Presently, a question lingered on everyone's lips. With the recovery of Shenyang hailed as a success, why was there no adverse reaction from Pyongyang? In the past, the Cult of Juche was never one to back down from a slight. Every so often, whenever it felt even the pettiest disrespect from its neighbours, the Lich Lords of Pyongyang would threaten to unleash a flood of Undeath across the borders unless a ransom was paid. 

Since the Beast Tide, the Undead threat had bound the three nations in a careful treaty. Now, with China's success, the Koreans grew wary of Great Mao's map-striding fingers walking through Liaoning once more. Of course, a land invasion via Jilin's tundra was impossible, as was any hope of crossing the Yalu via Dadong. Its inaccessibility left the East China Sea as the only viable trade and military route, one that interconnected the Sea of Japan to the north and the Philippine Sea to the south. 

In Chen's studied opinion, the East China Sea had grown far too crowded. 
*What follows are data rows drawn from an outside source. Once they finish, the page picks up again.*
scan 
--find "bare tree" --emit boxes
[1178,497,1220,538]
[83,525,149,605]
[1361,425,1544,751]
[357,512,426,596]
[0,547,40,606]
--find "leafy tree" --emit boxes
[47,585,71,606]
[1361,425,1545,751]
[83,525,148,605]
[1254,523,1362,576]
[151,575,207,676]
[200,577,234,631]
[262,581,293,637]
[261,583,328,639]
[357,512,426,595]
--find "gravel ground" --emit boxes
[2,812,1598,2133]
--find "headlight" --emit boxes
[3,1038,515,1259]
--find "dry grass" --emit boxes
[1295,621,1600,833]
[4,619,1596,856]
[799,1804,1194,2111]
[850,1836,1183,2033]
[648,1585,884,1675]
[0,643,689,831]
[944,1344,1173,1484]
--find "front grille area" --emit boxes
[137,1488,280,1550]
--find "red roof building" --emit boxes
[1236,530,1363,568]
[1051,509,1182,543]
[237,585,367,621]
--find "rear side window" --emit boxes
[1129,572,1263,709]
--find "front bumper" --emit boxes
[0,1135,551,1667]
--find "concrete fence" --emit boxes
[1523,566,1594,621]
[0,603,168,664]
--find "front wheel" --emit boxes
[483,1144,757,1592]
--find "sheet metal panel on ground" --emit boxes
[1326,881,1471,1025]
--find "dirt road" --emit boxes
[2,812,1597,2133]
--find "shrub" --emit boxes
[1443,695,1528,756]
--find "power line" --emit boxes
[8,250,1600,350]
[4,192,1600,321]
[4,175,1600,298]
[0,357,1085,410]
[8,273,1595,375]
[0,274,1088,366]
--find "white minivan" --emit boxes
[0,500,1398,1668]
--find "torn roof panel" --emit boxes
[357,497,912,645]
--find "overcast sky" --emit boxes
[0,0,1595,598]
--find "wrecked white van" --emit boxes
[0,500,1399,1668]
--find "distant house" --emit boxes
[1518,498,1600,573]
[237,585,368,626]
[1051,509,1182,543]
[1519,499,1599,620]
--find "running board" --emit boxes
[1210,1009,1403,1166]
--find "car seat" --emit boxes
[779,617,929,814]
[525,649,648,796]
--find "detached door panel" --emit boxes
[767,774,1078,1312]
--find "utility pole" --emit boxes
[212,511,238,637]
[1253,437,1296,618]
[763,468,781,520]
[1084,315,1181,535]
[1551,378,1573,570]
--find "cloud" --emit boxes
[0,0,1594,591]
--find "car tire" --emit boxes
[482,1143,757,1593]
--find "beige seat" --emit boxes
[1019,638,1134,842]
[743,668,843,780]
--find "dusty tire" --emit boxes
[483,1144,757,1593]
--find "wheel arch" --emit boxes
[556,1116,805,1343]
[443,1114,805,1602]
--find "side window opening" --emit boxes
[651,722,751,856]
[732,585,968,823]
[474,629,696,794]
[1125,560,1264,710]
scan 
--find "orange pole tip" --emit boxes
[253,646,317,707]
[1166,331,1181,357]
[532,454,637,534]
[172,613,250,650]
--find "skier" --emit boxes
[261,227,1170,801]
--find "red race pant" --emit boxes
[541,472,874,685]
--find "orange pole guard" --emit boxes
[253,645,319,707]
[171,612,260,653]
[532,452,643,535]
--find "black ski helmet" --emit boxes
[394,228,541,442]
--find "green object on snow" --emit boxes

Cargo carriers, military warships, fishing boats, patrol vessels, privateers and black market traders had all piled into the two-thousand-kilometre long trade routes between Asia's largest population centres. Kilotons of fish, squid, prawn and Wildland Demi-humans of the South Sea, harvested by state-lead frigates crewed by red-eyed Mages trawled the waters for its seemingly limitless resources, battling the weather, the wildlife and the indigenous populace. 

"Lieutenant Chen. It's all gone. Exactly as the Coast Guard had reported. Some form of 'planar activity' wiped them out; there were no survivors."  

"Wiped out?" Chen furrowed his brows. "None of them have returned? Is the island still unoccupied? Usually, not even periodic Purges can discourage them." 

"Not a thing, sir. There's a magic circle on the island, but that was from an authorised experiment carried out by the CCP Tower last year." 

"I see." Chen rubbed his chin. "How's our Scry looking?" 

"No sign of the Liaoming anywhere." The Ensign saluted. "The waters around here are too clean. There aren't even low-tier Mermen." 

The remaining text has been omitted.